Saikat Chakrabarti picked up the endorsement of Rep. Ilhan Omar on the day of the report, putting one more member of “The Squad” behind his run for Congress in San Francisco as the primary drew within 11 days. Chakrabarti had already announced the support of Rep. Rashida Tlaib on Tuesday, and Alexandria Ocasio-Cortez had still not endorsed him at the time of the report.
The sequence matters because Chakrabarti once spent eight months in 2019 as Ocasio-Cortez’s chief of staff, making her silence a notable gap while two of her closest congressional allies moved in. The report described Omar and Tlaib as members of “The Squad,” and said half of the group was now backing Chakrabarti, a boost he can use as he tries to break through in a crowded race with only days left to make his case.
That support landed in the middle of a sharper fight over how voters see him. One opposing mailer attacked Chakrabarti as a wealthy outsider, saying, “This tech millionaire’s primary residence is in Maryland and he failed to vote in SF for nearly a decade.” It also asked, “Who is Saikat Chakrabarti?” and warned, “Don’t let Maryland Millionaire Saikat Chakrabarti put SF’s Future in Jeopardy!” Chakrabarti has said the Maryland listing was a mistake and that he bought the house for his parents.

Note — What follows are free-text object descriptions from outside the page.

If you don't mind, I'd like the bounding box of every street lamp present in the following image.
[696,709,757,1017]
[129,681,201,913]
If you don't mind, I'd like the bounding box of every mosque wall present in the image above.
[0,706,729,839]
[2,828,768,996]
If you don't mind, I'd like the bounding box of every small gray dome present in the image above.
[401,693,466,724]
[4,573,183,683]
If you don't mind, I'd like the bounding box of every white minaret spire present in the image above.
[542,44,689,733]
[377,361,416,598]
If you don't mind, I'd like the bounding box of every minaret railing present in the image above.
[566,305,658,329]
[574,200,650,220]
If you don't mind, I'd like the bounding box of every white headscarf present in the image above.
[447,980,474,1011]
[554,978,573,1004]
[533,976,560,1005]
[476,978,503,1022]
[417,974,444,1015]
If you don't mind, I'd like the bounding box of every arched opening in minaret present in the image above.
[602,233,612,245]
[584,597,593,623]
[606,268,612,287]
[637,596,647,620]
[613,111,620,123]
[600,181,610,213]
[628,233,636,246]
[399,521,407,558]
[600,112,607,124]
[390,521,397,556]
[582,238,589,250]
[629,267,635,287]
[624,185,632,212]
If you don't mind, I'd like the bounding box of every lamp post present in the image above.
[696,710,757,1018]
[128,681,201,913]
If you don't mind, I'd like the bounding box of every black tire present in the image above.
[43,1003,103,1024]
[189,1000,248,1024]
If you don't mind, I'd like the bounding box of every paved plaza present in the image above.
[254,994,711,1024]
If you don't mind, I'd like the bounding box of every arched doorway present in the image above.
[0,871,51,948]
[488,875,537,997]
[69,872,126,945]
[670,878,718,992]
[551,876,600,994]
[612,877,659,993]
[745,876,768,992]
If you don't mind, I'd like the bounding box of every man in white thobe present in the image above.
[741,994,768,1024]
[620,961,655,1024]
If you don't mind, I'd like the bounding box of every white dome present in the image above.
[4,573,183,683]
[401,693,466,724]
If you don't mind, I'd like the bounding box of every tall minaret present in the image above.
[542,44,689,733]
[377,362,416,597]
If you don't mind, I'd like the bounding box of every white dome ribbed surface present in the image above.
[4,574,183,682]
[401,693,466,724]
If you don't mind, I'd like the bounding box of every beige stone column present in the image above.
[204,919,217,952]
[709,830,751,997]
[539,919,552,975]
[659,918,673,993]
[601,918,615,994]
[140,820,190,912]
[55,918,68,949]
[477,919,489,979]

He is also trying to turn the attack back on his rivals. A Chakrabarti mailer hit State Sen. Scott Wiener with the line, “Who bought Scott?” and said Chakrabarti “will never take a dime of corporate money — Scott can’t say the same.” The mailer fight has broadened beyond the congressional race to Proposition D, where an anti-mailer carried the words “GUT PUNCH” and said, “We’re just getting the city back on its feet and Prop. D will knock us back down,” while Justin Dolezal argued, “Prop D will fund these services without raising our taxes.”
With the primary 11 days away, the endorsements give Chakrabarti something concrete to point to, but the mailers show the race is still being fought on trust, residency and who can claim to speak for San Francisco. The question now is less whether he can attract attention than whether he can persuade voters that the outside money and outside attacks are the real problem, not his own ties to the city.